Last Wednesday, after seventeen full and fun years, Spot passed away of old age.  Earlier that day he was sighted in Witt Street Yarrawonga – about one kilometre from home ambling slowly along the side of the road on what would be his final sojourn.  And that was Spot – living life right to the end.  He was a little dog who lived a big life and more than that he did something for our family that we’ll remember and cherish forever – he made us smile.


About Sam Duncan

My name is Sam Duncan, a very passionte, slightly one eyed and mostly optimistic Essendon supporter. Originally from Yarrawonga, the home of the mighty Pigeons, I moved to Melbourne to go to Swinburne Universtiy in 2002. Feeling right at home as a uni student, I stayed for a long, long time, completing an undergraduate degree in media and communications, an Honours and Masters degree in the same field, and finally, a PhD in sport, media and cultural studies. I'm the author of 'Rolling with the Punches: Tales of an Aussie Traveller', lecturer in the Bachelor of Sports Media at Holmesglen and boundary rider for AFL Live. I love footy. I love Essendon. Go Bombers!


  1. John Butler says


    As a man who once felt the need to mention the passing of his family dog in a game report, I know how you feel.

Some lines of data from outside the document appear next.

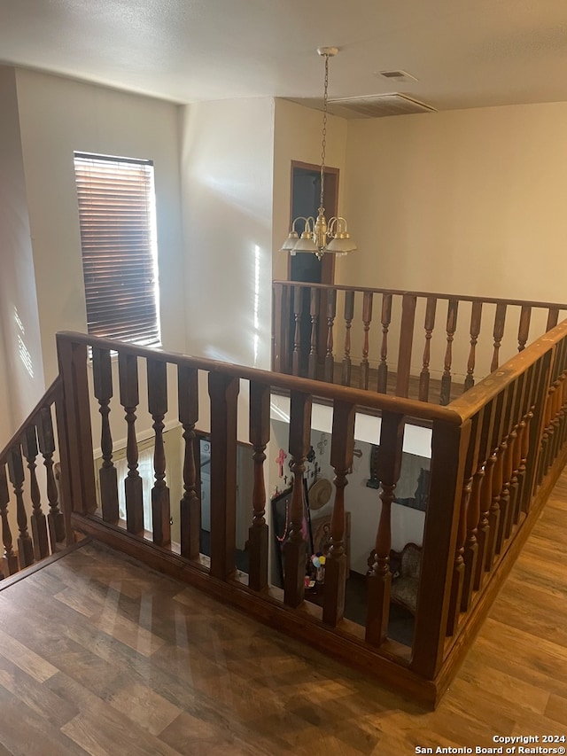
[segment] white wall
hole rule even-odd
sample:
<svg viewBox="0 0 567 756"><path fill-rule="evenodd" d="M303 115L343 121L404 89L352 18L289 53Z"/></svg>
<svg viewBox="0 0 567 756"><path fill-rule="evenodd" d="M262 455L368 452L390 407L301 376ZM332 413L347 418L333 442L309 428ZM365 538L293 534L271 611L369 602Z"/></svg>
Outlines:
<svg viewBox="0 0 567 756"><path fill-rule="evenodd" d="M564 301L567 103L350 121L340 283Z"/></svg>
<svg viewBox="0 0 567 756"><path fill-rule="evenodd" d="M270 363L274 101L182 109L188 353Z"/></svg>
<svg viewBox="0 0 567 756"><path fill-rule="evenodd" d="M86 332L74 151L153 160L162 340L183 351L177 107L33 71L16 75L47 380L58 372L56 331Z"/></svg>
<svg viewBox="0 0 567 756"><path fill-rule="evenodd" d="M273 277L287 278L289 253L279 252L290 230L291 196L291 160L319 165L321 163L321 129L322 113L287 100L276 100L274 131L274 248ZM346 121L329 116L325 164L339 170L338 212L344 207L346 191ZM336 264L336 277L344 267L343 258Z"/></svg>
<svg viewBox="0 0 567 756"><path fill-rule="evenodd" d="M0 66L0 104L1 448L45 385L13 68Z"/></svg>

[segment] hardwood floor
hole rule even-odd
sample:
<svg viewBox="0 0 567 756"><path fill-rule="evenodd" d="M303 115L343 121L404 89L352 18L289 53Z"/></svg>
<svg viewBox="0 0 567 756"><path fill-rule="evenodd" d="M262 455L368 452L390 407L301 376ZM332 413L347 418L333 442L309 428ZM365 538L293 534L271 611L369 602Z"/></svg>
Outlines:
<svg viewBox="0 0 567 756"><path fill-rule="evenodd" d="M494 748L494 736L545 746L542 736L567 735L566 553L563 472L451 689L426 712L87 543L0 591L0 756L403 756Z"/></svg>

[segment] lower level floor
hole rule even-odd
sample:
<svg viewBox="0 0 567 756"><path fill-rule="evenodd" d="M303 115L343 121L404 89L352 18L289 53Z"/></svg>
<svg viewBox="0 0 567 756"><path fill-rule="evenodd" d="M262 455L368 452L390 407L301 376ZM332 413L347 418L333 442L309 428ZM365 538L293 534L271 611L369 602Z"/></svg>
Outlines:
<svg viewBox="0 0 567 756"><path fill-rule="evenodd" d="M404 756L512 736L544 745L567 736L566 553L563 472L427 712L86 542L0 590L0 756Z"/></svg>

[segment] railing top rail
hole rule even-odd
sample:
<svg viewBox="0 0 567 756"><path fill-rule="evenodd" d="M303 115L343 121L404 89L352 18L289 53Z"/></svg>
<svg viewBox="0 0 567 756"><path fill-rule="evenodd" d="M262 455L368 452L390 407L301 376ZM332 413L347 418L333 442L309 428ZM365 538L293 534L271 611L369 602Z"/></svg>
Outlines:
<svg viewBox="0 0 567 756"><path fill-rule="evenodd" d="M208 372L222 372L234 378L256 381L276 388L302 392L314 397L331 401L342 401L371 409L398 412L416 419L427 421L441 420L451 425L459 425L461 423L460 416L456 412L454 412L453 409L436 404L428 404L425 401L388 396L364 389L351 388L349 386L338 386L337 384L328 384L322 381L310 380L309 378L249 368L245 365L236 365L231 362L209 360L206 357L194 357L182 355L178 352L167 352L163 349L136 347L112 339L88 336L84 333L59 331L57 334L57 339L84 344L87 347L94 347L98 349L120 350L122 354L172 362L177 365L188 365Z"/></svg>
<svg viewBox="0 0 567 756"><path fill-rule="evenodd" d="M567 336L567 319L515 355L501 368L470 388L449 405L462 422L472 417L513 380L536 362L554 344Z"/></svg>
<svg viewBox="0 0 567 756"><path fill-rule="evenodd" d="M312 289L336 289L339 292L371 292L375 294L409 295L413 297L435 297L438 300L459 300L465 302L485 302L487 304L517 305L518 307L546 308L567 310L565 302L539 302L532 300L508 300L498 297L471 297L469 294L442 294L439 292L411 292L404 289L377 289L368 286L346 286L338 284L305 284L300 281L273 281L274 284L299 286Z"/></svg>
<svg viewBox="0 0 567 756"><path fill-rule="evenodd" d="M35 417L37 413L43 409L44 407L51 404L54 401L59 398L60 391L62 387L61 376L58 376L53 383L47 389L45 394L42 396L40 401L37 402L35 407L32 409L32 411L27 415L23 423L19 425L15 433L12 434L12 438L8 441L7 444L4 445L4 448L0 451L0 462L5 459L6 455L12 448L14 444L19 442L22 433L26 430L26 428L30 425L32 420Z"/></svg>

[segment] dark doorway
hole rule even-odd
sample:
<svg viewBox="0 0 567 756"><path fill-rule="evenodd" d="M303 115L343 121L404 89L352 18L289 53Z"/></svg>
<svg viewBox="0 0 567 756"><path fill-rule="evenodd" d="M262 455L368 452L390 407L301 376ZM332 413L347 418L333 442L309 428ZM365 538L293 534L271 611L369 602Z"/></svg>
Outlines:
<svg viewBox="0 0 567 756"><path fill-rule="evenodd" d="M325 215L337 214L338 191L338 168L325 168ZM321 197L321 168L308 163L291 161L291 217L300 215L317 217ZM296 230L303 231L301 222ZM305 284L332 284L335 277L335 257L326 254L322 261L310 252L298 252L289 255L288 279Z"/></svg>
<svg viewBox="0 0 567 756"><path fill-rule="evenodd" d="M325 215L327 219L337 214L338 191L338 169L325 168ZM321 168L315 165L307 163L291 162L291 218L290 222L297 217L310 215L316 218L321 199ZM299 221L296 225L296 230L301 235L303 223ZM304 284L332 284L335 277L335 255L325 254L322 260L311 252L298 252L295 255L288 257L288 280L298 281ZM303 292L302 315L300 322L299 339L299 375L307 376L309 362L309 351L311 344L311 317L309 315L310 305L309 290ZM319 313L319 338L318 338L318 361L322 366L324 358L323 342L324 336L322 328L325 323L324 298L322 297ZM295 331L293 312L291 313L290 334L291 340ZM293 344L291 345L293 350Z"/></svg>

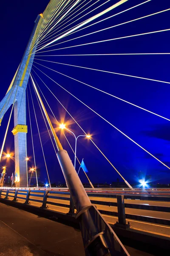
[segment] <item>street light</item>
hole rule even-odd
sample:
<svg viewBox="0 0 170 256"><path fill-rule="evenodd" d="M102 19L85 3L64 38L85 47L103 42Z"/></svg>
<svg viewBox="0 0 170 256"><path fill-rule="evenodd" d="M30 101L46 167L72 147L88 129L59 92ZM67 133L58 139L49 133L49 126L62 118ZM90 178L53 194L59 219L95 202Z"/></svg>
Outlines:
<svg viewBox="0 0 170 256"><path fill-rule="evenodd" d="M13 186L13 185L14 184L14 178L15 177L15 170L17 169L17 165L18 162L18 160L17 159L17 158L16 158L15 157L12 157L11 155L11 154L7 154L6 155L6 157L7 158L13 158L15 160L16 160L16 165L15 168L15 172L14 172L14 177L13 178L13 180L12 180L12 183L11 183L11 187ZM21 160L26 160L26 161L28 161L29 160L29 157L26 157L26 158L25 158L24 159L21 159ZM17 182L17 181L18 181L18 182L20 181L20 179L18 180L17 180L17 177L15 177L15 180L14 181L14 182Z"/></svg>
<svg viewBox="0 0 170 256"><path fill-rule="evenodd" d="M78 136L77 136L77 137L76 137L76 135L75 135L75 134L74 134L74 132L73 132L71 131L70 130L69 130L67 128L66 128L65 125L64 124L61 124L60 125L59 127L62 130L65 129L66 130L67 130L67 131L70 131L70 132L71 132L74 135L74 137L75 138L76 143L75 143L75 145L74 169L76 169L76 151L77 139L79 137L86 137L86 138L88 138L88 139L90 139L90 138L91 137L91 135L79 135Z"/></svg>
<svg viewBox="0 0 170 256"><path fill-rule="evenodd" d="M31 169L30 169L30 171L31 172L31 177L30 177L30 181L29 181L29 183L28 184L29 187L30 186L31 181L31 177L32 177L32 174L34 172L35 172L35 170L34 168L31 168Z"/></svg>

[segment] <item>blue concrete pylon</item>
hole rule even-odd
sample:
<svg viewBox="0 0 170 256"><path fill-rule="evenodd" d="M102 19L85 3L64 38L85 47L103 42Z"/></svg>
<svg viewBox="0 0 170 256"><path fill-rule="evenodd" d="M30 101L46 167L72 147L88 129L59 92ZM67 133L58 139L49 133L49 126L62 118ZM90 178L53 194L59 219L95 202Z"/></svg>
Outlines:
<svg viewBox="0 0 170 256"><path fill-rule="evenodd" d="M0 125L4 115L10 106L14 104L15 177L16 187L28 186L26 91L34 57L33 52L36 48L33 39L38 32L38 25L43 20L42 14L38 15L21 63L9 87L7 92L0 102ZM32 50L30 50L30 47Z"/></svg>

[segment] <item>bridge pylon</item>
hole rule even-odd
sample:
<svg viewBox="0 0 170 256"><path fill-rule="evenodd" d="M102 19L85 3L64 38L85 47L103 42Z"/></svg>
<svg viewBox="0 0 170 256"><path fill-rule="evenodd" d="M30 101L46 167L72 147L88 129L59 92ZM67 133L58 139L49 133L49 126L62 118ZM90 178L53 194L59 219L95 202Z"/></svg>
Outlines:
<svg viewBox="0 0 170 256"><path fill-rule="evenodd" d="M3 186L4 182L5 175L6 173L6 166L3 167L3 172L1 173L1 177L0 178L0 187Z"/></svg>
<svg viewBox="0 0 170 256"><path fill-rule="evenodd" d="M21 61L9 86L6 96L0 102L0 125L8 109L14 105L15 168L14 179L16 187L28 186L27 157L27 126L26 118L26 89L29 78L36 49L33 38L38 32L38 25L43 16L38 15ZM29 49L32 50L29 52Z"/></svg>

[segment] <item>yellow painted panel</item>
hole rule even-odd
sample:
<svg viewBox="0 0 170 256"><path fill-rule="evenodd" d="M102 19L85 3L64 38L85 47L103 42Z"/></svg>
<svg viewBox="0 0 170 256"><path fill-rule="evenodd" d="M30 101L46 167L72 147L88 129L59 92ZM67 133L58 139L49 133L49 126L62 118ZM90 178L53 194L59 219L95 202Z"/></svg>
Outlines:
<svg viewBox="0 0 170 256"><path fill-rule="evenodd" d="M13 135L15 135L18 132L28 132L27 125L17 125L12 131Z"/></svg>

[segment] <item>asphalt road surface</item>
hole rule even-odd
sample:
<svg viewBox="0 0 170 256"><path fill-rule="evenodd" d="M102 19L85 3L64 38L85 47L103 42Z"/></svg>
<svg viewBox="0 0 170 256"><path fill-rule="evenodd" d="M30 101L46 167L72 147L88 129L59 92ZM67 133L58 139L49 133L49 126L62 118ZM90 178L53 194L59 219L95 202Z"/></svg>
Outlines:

  2. Marvellous report Sam. Yarrawonga seems to be one of those towns where the local dogs get to roam around without consequence. But they all seem to mix in properly.

  3. Peter Baulderstone says

    Shandy sends his condolences, Sam. The Avenging Eagle and I are at the life stage where our parents are passing on or in very frail health. Shandy the labrador is always good for a smile or a chat or a consoling head in your lap. He is a better reader of body language than any psych. We go for a couple of laps of the local oval together every morning at 6, and he ‘morphs’ from sedate home dog into crazy pup. He refuses to believe he is 7. When he wanders off into the nearby paddock and rolls on his back kicking his legs in the air – I have a compelling urge to join him. Middle aged restraint contains me. Of late he has been on a tighter leash on the way home, as we cannot bear the thought of another family loss. Maybe I will be a bit more lenient after the Eagles have restored our smiles with a few home wins.
    Wonderful piece Sam, and you have let Spot lead a wonderfully free spiritied life.

  4. Hi Sam, lovely piece.

    I have two little ones and one is 9 and the other 12 going on 2. Peettee, the elder, gets up in the morning gingerly but at the park is the cutest, friendliest dog to all, big and little. Dogs and their free spirits lift ours. When I’m flat, they’re always there for a cuddle and though as city dwellers have no freedom to wander, they do add a lot of wonder to our lives.

    Lovely writing and shared memories.


  5. Thanks Sam. I’m sorry for your loss. I really am. The world doesn’t seem to care as much when it’s a dog that dies and not another family member, but it can be really tough.

    Cheers to Spot!

  6. Thanks Edward. You caused me to shed a few tears, through your wonderful story of your dear friend Spot, and the memories it evoked of my old mate, Mo.
    I reckon they ARE family.

  7. Andrew Fithall says

    Thanks Sam.

    I am intrigued by your “tin of jam” award. We have an identical award among a group of friends – it has been going 30 years. It is awarded the morning after the night before for best (worst) performance. Pretty sure a dog has never won it. I reckon there may be some connection somewhere with our award and yours.